Dual-energy x-ray absorptiometry (DXA) scans were used to assess their body composition.

These scans were then used to determine if the study participants fell into the categories of low muscle mass, obesity, and sarcopenic obesity (high body fat, but low muscle mass).

After analyzing the data, they found that people who had been lifelong athletes had less sarcopenic obesity than those who only engaged in recreational activities.

However, even older athletes had some increase in fat mass compared to younger people, causing the researchers to conclude that exercise cannot completely mitigate the effects of aging on fat and muscle mass.

Simon Walker, PhD, the lead author of the study, said in a press release that these findings “absolutely” motivate him to continue running.

“I’d certainly be happy with a fat percentage of 16–18% when I’m in my 70s and 80s,” he remarked.

According to Kelsey Costa, MS, RDN, a registered dietitian nutritionist and founder of Dietitian Insights, although running is great for overall health, it impacts weight loss less than people might expect.
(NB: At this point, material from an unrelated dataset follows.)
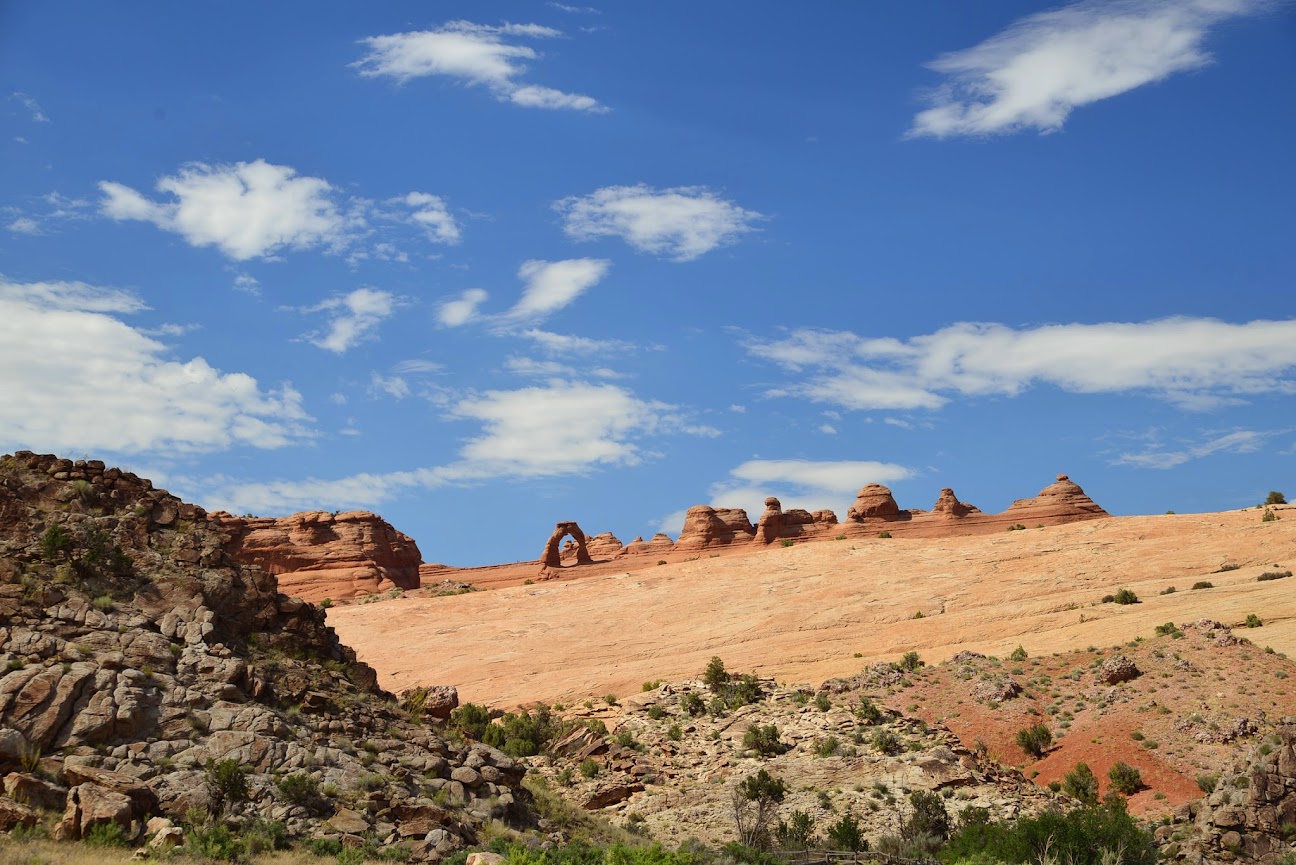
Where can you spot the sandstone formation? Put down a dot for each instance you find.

Costa said this is due to the body’s adaptive mechanisms.

“After an initial decrease in fat mass from commencing a regular exercise regimen,” she said, “the body instinctively adjusts by reducing its basal metabolic rate — the energy expenditure for vital cellular functions and systemic processes — to conserve energy and sustain fat reserves.”

Costa went on to explain that the hypothalamus, which regulates metabolism, sets an energy expenditure target and counters any excess energy use — such as what occurs during running — by curtailing energy consumption elsewhere.

“This physiological safeguard is an evolutionary response designed to avert starvation,” she noted, “a testament to the complexity of weight management and the body’s instinct to maintain homeostasis.”

Costa added that preventing weight gain is the best way to maintain a healthy body composition.

However, there are effective strategies for losing fat while simultaneously increasing lean mass.

Ari Jonisch, MD — who is the President of Main Street Radiology as well as Chief-of-Service at New York-Presbyterian/Queens — said that for effective weight loss, a combination of diet and exercise is best.

“Regular physical activity like running is important for overall health, but dietary choices are key for creating the necessary calorie deficit,” he stated. “A balanced diet focusing on whole foods, lean proteins, fruits, vegetables, and complex carbohydrates is recommended.”

Jonisch also advises adding strength training to your routine. This can help build muscle mass, boost metabolism, and aid in weight loss.

“In summary, while running has numerous health benefits and can certainly be part of a weight management strategy, it may not be the sole solution for achieving significant weight loss,” he concluded. “A comprehensive approach that combines regular exercise with a nutritious diet is key for long-term success in weight management.”

A new study has found that contrary to what many may think, running is not a good way to lose weight.

Our bodies tend to compensate for increased activity by slowing our metabolism as a protective measure against starvation.

However, the study did find that people who continued to run throughout their lifetimes were able to avoid some of the changes in body composition — increased fat mass and decreased muscle mass — that we tend to experience as we age.

Experts say if you want to improve your body composition, combining exercise with a balanced diet is necessary.